The following facts should be taken into account when deciding if suspension is the correct thing to do:
What is the reason for suspending and are there any alternatives to suspension?
The most common reason for suspension is either to protect a vulnerable person (e.g. a pupil or a member of staff) or to ensure the investigation can be carried out fairly.The case Agoreyo confirmed that suspension must not be a “knee-jerk” reaction. Even where gross misconduct is alleged, suspension is not always necessary.
In Crawford v Suffolk Mental Health Partnership NHS Trust  EWCA Civ 138, the claimants appeared to have used a method of restraint on a patient which was not permitted in the procedures. In circumstances where two nurses with unblemished records were facing charges of gross misconduct and a referral to the police, Elias LJ expressed doubt that there was any real risk of repetition.
It is good practice to look at whether it is possible for an employee to work at a different location or a different role to limit the risk of the incident taking place again.

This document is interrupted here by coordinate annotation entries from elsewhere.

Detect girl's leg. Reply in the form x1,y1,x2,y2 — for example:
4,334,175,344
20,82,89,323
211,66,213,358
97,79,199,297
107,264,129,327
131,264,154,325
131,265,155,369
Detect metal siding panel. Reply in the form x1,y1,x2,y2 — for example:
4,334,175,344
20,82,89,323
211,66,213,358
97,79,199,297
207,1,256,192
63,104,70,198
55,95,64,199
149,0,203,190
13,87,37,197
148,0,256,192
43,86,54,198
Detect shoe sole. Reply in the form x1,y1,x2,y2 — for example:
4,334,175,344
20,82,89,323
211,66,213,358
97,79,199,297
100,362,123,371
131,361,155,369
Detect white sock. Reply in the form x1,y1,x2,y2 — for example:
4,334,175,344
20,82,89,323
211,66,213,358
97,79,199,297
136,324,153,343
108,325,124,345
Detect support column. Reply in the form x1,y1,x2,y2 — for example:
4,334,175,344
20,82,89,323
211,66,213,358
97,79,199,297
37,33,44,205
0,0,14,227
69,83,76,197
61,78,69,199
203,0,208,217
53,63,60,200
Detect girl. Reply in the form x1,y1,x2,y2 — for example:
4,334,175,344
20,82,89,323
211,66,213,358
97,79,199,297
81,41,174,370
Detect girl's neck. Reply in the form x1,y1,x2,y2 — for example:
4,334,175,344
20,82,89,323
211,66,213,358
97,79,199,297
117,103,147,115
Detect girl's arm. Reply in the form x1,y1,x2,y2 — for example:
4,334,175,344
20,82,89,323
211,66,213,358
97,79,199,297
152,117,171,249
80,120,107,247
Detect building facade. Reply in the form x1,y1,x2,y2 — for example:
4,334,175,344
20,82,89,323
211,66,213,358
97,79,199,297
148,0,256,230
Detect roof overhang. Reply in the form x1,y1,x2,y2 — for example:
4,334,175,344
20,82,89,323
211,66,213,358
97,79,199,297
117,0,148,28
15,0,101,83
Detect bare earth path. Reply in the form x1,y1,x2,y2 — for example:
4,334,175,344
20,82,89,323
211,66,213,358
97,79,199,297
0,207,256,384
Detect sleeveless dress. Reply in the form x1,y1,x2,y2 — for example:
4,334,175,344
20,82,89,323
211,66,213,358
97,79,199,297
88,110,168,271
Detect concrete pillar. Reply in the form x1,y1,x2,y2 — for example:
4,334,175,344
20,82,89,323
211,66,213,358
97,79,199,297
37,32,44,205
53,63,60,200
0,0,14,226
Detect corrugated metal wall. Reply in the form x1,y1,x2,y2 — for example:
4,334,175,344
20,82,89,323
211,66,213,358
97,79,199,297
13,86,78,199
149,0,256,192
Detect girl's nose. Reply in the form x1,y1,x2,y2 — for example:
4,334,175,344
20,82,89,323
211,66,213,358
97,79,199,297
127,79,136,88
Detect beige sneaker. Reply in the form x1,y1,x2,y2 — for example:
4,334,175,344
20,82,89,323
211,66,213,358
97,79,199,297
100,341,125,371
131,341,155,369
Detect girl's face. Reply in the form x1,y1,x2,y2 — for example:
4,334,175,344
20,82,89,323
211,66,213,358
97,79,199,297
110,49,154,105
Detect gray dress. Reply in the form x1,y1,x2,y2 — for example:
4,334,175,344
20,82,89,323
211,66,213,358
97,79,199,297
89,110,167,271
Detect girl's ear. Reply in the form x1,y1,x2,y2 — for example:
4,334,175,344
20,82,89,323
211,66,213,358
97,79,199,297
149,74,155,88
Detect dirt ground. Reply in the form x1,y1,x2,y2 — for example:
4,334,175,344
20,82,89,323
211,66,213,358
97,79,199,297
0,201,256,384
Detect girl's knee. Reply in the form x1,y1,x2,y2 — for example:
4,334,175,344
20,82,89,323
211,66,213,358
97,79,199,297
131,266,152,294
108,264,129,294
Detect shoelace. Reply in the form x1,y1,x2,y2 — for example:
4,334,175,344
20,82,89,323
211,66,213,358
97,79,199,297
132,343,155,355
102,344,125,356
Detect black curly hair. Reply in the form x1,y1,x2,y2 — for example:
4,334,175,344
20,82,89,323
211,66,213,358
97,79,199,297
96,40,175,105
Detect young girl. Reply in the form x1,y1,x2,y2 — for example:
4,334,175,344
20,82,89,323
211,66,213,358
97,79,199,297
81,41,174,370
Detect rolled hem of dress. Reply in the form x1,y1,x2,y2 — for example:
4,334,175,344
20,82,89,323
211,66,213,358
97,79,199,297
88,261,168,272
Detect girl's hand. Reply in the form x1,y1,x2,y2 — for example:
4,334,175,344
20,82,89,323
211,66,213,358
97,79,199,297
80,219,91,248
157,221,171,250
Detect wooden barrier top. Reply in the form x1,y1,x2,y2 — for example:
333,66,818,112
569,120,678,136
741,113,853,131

Speak to the employee to gain an explanation of their conduct before deciding to suspend
It is important to speak to the employee to find out the reason for their conduct and take note of all factors. The employee may provide a reason that explains why it is unlikely to happen again. Whatever the explanation it should be considered when forming the decision. An overriding factor to the employee’s explanation is the protection of another, especially a vulnerable person.
How long should the suspension be?
Suspensions should be as brief as necessary. This is something that should be kept under review and as circumstances change, review the decision.
Communicating the decision
When communicating the decision of suspension, it is important to clearly state the reasons for suspension. Communication should be in writing and set out the terms of suspension. It should also inform the employee that it is a temporary measure; it is not a disciplinary sanction and it does not assume guilt.